The new Analytics Utility was written in C# and ASP.NET. The functionality was separated into two parts – a lightweight web client for the user interface, and a powerful analytics and reporting web service that ran on a separate server. The web client was integrated into an internal application portal used by thousands of the bank's employees.

Development work was divided between the firm's own IT staff and one SmartArrays developer. Internal staff employees worked primarily on the user interface and portal integration, while the SmartArrays developer converted the data retrieval, transformation, calculation, and reporting functions and packaged them as an ASP.NET web service. SmartArrays technology was used for the array-processing functionality and to provide a high-performance database adapter and cache.

The new application used the same database as the original as its repository for source data and business rules, allowing it to run in parallel during the test period. All of the business rules and reports that the users had created in years of using the old APL application were preserved, making for an easy transition to the new platform and minimal retraining.

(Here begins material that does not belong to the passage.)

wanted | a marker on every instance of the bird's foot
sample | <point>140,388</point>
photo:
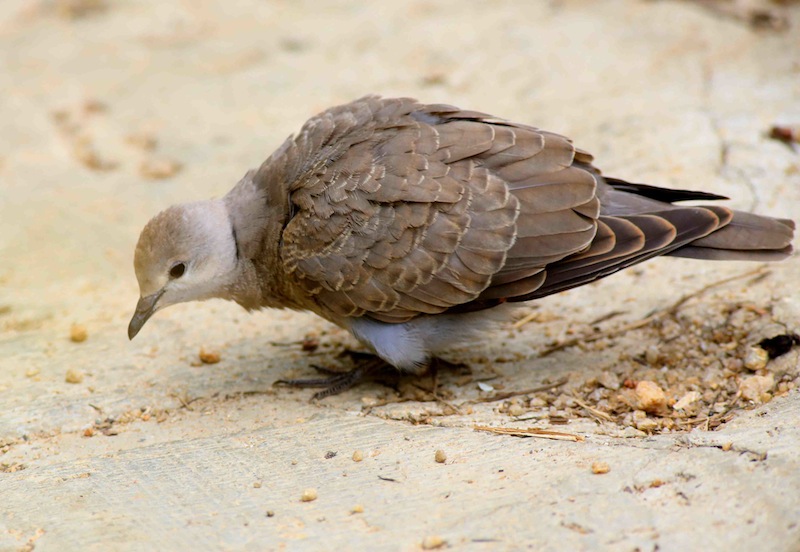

Replacing the analytical calculations with SQL stored procedures was considered. However, prior experience had shown that this would not work. The compute-intensive parts of the application would not have been fast enough in SQL, while SmartArrays was able to crunch the bulk data with ease. In addition, the users would have lost the ability to write their own business rules directly. Using SmartArrays for the “heavy lifting” part of the application provided excellent performance and the necessary flexibility, without imposing a computational burden on the database server.

The conversion was completed in six months, and has been running in production ever since. Users have the same functionality as before, but now in a form that is administered by IT and complies with company policy.